David Cartwright currently earns a crust as a Norfolk-based technology consultant,
specialising in networking, telecomms, security and Internet application development. He has
variously worked as a systems and network manager in academia and the defence industry,
full-time writer, technical director of an international test lab, head of IT for a multi-national
publisher and CTO of an Internet startup and later a venture capital organisation. Since 1996
he has been a member of the judging panel for the UK Networking Industry Awards. He has
also set questions and been a member of the judging panel for the British Computer Society
Programming Competition, since 2001.

Executive Summary
In the past few years, Linux has become a serious contender as a business operating
system. This process has been accelerated by some high-profile contract wins amon
european city councils. Although the biggest of all, Munich, has stuttered along, there

have been too many to dismiss the arrival of Linux as a flash in a pan. Even SCO\u2019s claims of copyright breach by Linux vendors, have not damaged the take-up of the technology.

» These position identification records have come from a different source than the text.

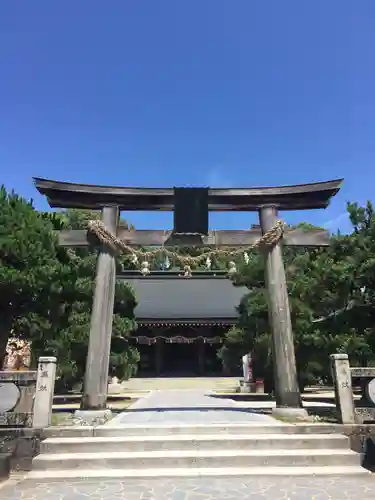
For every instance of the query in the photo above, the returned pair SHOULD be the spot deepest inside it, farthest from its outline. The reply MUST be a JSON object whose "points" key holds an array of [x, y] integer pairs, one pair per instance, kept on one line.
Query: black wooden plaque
{"points": [[191, 210]]}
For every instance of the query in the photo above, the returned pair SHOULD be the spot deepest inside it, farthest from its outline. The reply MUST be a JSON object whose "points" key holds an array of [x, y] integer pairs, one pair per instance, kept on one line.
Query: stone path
{"points": [[186, 407], [263, 488]]}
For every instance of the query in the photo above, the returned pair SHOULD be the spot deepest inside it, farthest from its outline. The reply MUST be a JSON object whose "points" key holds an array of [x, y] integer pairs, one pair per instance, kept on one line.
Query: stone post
{"points": [[342, 380], [45, 386], [97, 364], [284, 360]]}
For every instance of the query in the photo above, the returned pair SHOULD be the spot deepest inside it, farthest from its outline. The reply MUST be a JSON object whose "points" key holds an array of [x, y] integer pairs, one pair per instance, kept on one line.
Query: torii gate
{"points": [[191, 207]]}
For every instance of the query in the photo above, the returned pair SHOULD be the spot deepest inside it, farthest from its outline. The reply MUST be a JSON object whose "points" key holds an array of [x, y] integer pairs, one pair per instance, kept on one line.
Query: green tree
{"points": [[68, 334], [327, 289], [27, 267]]}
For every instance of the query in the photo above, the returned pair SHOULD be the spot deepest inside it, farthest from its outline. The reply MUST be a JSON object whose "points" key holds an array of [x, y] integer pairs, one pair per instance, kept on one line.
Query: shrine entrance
{"points": [[182, 322], [191, 207]]}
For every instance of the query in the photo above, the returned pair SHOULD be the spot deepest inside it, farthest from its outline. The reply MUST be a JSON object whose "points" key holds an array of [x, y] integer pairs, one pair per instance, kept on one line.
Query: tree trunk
{"points": [[4, 337]]}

Microsoft has not been idle however. Faced by a serious challenge for the first
time since Apple decided that music was a more profitable enterprise than
computing, it has responded with gusto and has been determinedly fighting its
corner, producing reams of statistics to justify its premier position in the market.

The truth is, of course, that both operating systems have their pros and cons. What has confused the situation is that both technologies have their adherents, some of whom (on the Linux side particularly) can be exceptionally vocal and, it should be said, excessively partisan.

This report tries to separate myth from reality. The author
has examined all aspects of running a business system.
Subjects covered include web servers, file and print services,
networking and access technologies, application software,
storage and security. In particular, we have looked at new
technological developments since the last survey.

We offer no blanket conclusion that Linux is better than Windows, or vice versa, but point out the technological areas where one scores highly and the other less well. The IT manager will be able to use this report to examine their own setups and assess which operating system would be of most benefit.